Clinical findings:
(1) fever
(2) watery diarrhea
(3) elevated liver function tests
(4) skin rash
(5) pancytopenia secondary to bone marrow aplasia
(6) death usually occurs several weeks after infusion of the T lymphocytes
Patients at risk for develop GVHD:
(1) hematologic malignancy (malignant lymphoma, Hodgkin's disease, acute or chronic leukemia)
(2) solid tissue malignancy
(3) congenital immunodeficiency states, especially affecting cellular immunity
(4) organ transplant recipients
(5) allogeneic or autologous bone marrow transplant recipient
(6) allogeneic or autologous peripheral stem cell transplant recipient
(7) immunosuppression (cytotoxic therapy, irradiation)

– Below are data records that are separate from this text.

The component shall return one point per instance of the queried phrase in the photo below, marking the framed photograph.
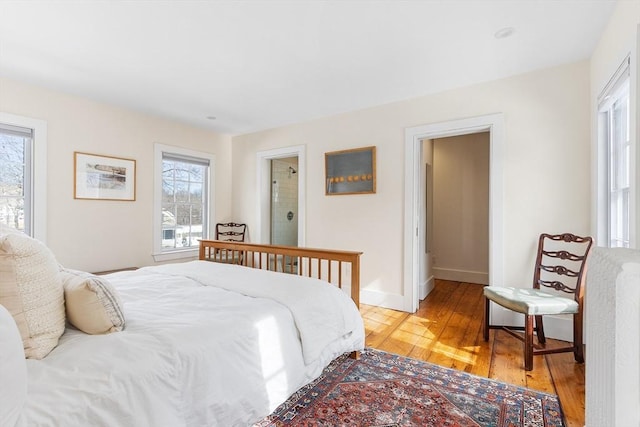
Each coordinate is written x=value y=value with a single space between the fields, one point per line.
x=104 y=177
x=350 y=171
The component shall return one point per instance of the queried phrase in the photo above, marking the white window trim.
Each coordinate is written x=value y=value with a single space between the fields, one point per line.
x=602 y=158
x=158 y=254
x=38 y=171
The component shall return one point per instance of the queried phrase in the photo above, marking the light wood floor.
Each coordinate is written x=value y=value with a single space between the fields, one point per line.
x=447 y=331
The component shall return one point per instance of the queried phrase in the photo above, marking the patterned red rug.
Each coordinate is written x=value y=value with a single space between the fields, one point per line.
x=385 y=390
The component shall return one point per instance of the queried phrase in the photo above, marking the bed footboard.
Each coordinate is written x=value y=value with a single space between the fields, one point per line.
x=341 y=268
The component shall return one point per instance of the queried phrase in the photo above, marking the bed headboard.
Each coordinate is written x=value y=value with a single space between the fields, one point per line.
x=338 y=267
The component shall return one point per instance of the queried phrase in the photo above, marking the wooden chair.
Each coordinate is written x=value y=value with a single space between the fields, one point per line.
x=230 y=232
x=561 y=266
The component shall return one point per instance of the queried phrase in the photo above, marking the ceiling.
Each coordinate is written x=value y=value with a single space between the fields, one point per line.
x=255 y=65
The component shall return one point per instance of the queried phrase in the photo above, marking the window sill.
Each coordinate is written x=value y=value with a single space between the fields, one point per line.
x=175 y=255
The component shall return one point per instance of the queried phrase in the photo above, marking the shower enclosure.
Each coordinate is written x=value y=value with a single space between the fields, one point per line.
x=284 y=201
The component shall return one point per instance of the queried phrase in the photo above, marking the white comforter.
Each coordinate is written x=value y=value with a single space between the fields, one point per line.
x=196 y=351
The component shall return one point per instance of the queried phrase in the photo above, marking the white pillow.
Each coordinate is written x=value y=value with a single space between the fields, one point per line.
x=91 y=302
x=13 y=370
x=31 y=290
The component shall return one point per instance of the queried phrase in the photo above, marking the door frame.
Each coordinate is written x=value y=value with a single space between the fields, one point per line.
x=263 y=208
x=414 y=217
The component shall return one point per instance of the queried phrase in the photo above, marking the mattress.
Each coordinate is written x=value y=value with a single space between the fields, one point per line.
x=205 y=344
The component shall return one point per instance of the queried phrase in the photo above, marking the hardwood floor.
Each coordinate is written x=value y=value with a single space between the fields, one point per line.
x=447 y=330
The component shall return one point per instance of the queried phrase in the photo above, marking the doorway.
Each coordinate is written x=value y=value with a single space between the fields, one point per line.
x=284 y=201
x=264 y=162
x=415 y=263
x=459 y=241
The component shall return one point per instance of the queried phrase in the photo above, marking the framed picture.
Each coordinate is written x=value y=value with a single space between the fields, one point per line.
x=104 y=177
x=350 y=171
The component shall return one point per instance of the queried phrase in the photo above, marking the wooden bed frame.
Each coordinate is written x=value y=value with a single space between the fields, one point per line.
x=338 y=267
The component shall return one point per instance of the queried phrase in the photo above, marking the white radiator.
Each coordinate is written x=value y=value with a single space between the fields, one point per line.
x=612 y=317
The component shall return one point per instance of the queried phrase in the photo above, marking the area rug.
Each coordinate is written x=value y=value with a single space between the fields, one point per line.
x=382 y=389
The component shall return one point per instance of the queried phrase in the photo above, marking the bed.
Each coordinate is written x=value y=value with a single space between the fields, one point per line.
x=204 y=344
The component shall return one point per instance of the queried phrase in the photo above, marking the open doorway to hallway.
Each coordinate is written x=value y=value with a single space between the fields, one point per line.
x=417 y=277
x=459 y=212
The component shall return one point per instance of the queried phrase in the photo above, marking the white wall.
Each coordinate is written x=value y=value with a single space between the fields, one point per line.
x=613 y=399
x=546 y=170
x=102 y=235
x=461 y=208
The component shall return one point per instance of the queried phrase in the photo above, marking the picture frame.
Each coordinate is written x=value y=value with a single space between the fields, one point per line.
x=350 y=171
x=99 y=177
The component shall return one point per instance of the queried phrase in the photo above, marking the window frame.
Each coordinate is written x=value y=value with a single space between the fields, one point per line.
x=620 y=83
x=160 y=255
x=37 y=178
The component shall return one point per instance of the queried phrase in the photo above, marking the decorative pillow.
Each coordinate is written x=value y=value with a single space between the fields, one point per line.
x=92 y=304
x=13 y=370
x=31 y=290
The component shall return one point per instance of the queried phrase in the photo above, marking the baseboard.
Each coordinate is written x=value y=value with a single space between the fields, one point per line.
x=461 y=275
x=382 y=299
x=426 y=288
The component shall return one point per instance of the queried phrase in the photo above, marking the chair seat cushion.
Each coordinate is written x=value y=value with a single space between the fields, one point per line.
x=530 y=301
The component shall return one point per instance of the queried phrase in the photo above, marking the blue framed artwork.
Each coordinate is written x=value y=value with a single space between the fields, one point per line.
x=350 y=171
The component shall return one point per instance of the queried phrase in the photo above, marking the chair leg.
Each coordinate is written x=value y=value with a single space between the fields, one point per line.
x=485 y=329
x=528 y=342
x=578 y=347
x=540 y=330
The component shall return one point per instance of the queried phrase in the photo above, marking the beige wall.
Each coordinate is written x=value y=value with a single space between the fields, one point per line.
x=546 y=169
x=609 y=398
x=461 y=208
x=101 y=235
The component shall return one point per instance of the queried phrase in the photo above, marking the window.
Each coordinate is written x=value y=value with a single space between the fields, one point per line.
x=615 y=142
x=22 y=184
x=182 y=201
x=15 y=177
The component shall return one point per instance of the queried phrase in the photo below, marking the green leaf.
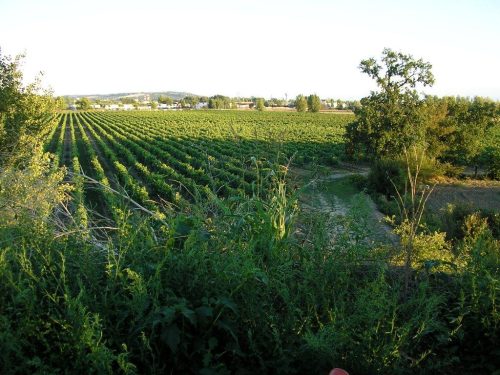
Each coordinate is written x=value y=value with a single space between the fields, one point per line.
x=171 y=336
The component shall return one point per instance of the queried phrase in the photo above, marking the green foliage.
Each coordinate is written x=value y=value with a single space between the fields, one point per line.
x=259 y=104
x=390 y=120
x=300 y=103
x=313 y=103
x=24 y=114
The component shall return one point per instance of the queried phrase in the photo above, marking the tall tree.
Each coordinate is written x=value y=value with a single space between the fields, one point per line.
x=390 y=120
x=300 y=103
x=259 y=104
x=24 y=113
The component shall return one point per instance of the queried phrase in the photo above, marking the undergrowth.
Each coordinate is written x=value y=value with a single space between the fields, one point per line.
x=228 y=287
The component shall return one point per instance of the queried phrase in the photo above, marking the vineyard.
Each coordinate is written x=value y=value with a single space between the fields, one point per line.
x=180 y=157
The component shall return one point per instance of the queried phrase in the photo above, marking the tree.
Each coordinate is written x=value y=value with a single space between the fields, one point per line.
x=30 y=187
x=313 y=103
x=301 y=103
x=391 y=119
x=83 y=104
x=24 y=113
x=259 y=104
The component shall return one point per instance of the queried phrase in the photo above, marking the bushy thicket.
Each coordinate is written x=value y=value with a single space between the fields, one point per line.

(8) neonates, especially if premature or if an exchange transfusion is performed
(7) donor homozygous and recipient heterozygous for an HLA haplotype (occurs more frequently in directed donations from a relative)
(8) intra-uterine transfusion
Products most likely to cause GVHD:
(1) those containing a large number of T lymphocytes (granulocyte products, stem cell product)
(2) HLA-matched transfusion, especially from a relative
Prevention:
(1) Avoid transfusion in susceptible patients.
(2) Gamma irradiation of blood products.
(3) Leukopoor products if irradiation not feasible (reduces risk but does not eliminate).